The Death of What, Exactly?

Hello again.

I'll get back to public speaking next week, I think, when we're all back into the swing of things...

Meanwhile, I thought I'd share a couple of lessons I've re-learned during the Christmas lull.

Firstly, when anyone publishes an ebook or white paper titled, 'The Death of....' you'd be very unwise to take it at face value - of course, they just want your attention. But when Michel Fortin publishes a white paper and calls it 'The Death of The Salesletter', you should certainly read it. As one of the world's top copywriters, he certainly knows what he's talking about. Which is why I'll give you 'The Death of The Salesletter', just for signing up to Roy Everitt dotcom...

Secondly, when anyone talks about the death of anything in business, that claim is almost always premature. We've even had 'The Death of The Internet' and yet, here we still are.

The obituary for email marketing has been written several times, despite the fact that emails clearly still work. And they work despite the fact that we're all bombarded with more emails than we can possibly read, with more links to websites than we can possibly follow, and with more downloadable ebooks than we can possibly use. Email marketing still works well in the right niches. And, being more or less free, it still works well enough in some areas where it hardly works at all - a one percent response or less is fine if you can send a million emails at almost no cost.

But when you have a much smaller list to market to, you need a much better response, which means you have to give a lot more thought to your campaign - to your offer and how you present it. That's when you want your response to be in double figures, or better. That's when you need some real expertise on your side.

So, a twenty-four percent response to an email marketing campaign can't help but be pleasing. That was the response we got to our last campaign. So far, about seventy of the roughly two hundred and eighty-odd people we've emailed have signed up for our latest venture. Over thirty of the original two hundred and thirty or so actually attended our first event, despite it being just a week before Christmas. We're almost nervous about inviting any more in case the venue can't cope with the numbers...

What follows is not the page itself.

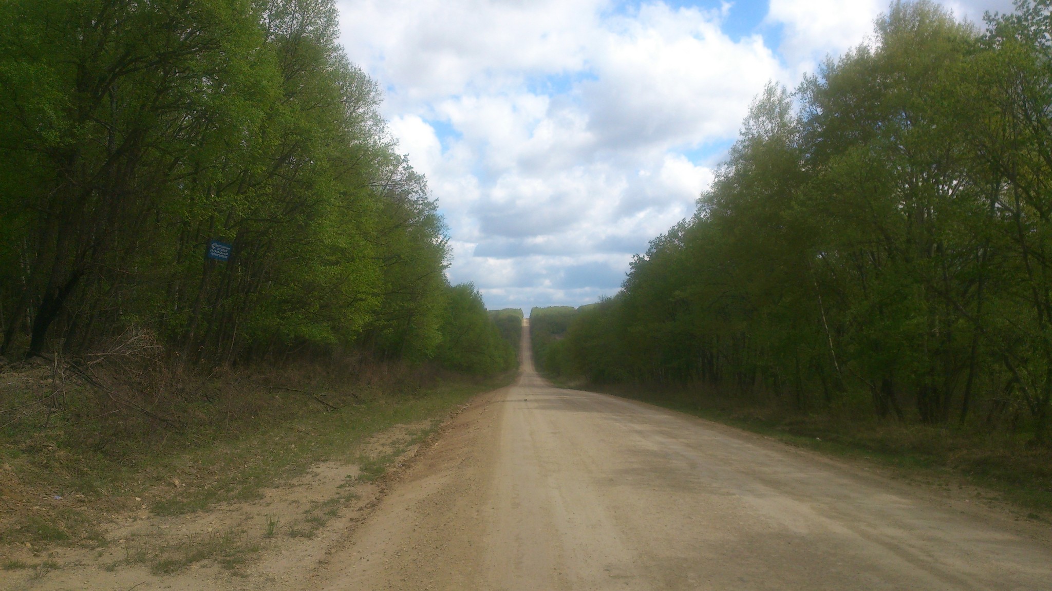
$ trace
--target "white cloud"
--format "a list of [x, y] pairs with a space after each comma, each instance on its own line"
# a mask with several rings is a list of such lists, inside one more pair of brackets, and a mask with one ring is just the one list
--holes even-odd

What this shows is that we chose the right medium to market our product. Another product might sell better through printed direct mail, yet another by online sales and pay per click. Word of mouth and referrals will almost always work.

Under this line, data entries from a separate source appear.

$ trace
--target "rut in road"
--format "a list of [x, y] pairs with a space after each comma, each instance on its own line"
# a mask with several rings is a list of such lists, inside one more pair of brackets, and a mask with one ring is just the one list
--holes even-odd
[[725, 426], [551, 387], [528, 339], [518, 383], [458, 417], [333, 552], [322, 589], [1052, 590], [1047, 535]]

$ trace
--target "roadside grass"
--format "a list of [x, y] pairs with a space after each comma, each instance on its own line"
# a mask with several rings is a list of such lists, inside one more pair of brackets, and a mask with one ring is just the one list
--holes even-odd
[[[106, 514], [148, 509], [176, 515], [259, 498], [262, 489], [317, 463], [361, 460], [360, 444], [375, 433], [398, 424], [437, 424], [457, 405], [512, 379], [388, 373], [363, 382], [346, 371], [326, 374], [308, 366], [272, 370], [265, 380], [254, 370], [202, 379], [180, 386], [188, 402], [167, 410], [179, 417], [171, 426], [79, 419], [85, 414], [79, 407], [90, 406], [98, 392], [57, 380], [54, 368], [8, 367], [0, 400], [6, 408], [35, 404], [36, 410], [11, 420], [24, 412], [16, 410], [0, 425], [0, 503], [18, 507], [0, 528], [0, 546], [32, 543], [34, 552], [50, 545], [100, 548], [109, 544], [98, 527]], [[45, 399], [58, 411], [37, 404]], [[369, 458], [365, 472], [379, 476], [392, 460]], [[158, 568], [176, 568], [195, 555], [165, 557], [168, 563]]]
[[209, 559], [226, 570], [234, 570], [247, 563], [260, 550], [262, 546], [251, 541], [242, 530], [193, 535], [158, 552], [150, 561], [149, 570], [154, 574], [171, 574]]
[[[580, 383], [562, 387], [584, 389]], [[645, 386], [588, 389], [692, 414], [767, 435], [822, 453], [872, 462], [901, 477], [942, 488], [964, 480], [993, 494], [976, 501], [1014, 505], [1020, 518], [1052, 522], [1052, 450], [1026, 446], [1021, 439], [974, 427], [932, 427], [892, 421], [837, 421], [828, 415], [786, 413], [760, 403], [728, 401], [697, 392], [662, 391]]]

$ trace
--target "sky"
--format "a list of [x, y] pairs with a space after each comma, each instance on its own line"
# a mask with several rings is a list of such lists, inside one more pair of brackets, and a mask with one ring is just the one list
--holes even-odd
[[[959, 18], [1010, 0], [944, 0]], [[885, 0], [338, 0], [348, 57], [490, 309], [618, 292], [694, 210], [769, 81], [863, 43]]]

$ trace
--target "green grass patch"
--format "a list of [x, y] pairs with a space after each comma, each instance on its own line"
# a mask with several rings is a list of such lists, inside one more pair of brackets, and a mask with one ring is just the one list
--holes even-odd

But get your offer right, put your message across well and market to the right people, and you can still sell - even in the week before Christmas.

And even by email...

Roy Everitt, Writing For Response.

PS. What you must not do in these circumstances is pay too much attention to the few people who didn't like your marketing method. If it worked, and you got the response you hoped for, that's all the approval you need. Marketing, as someone once said, is a 'numbers business'.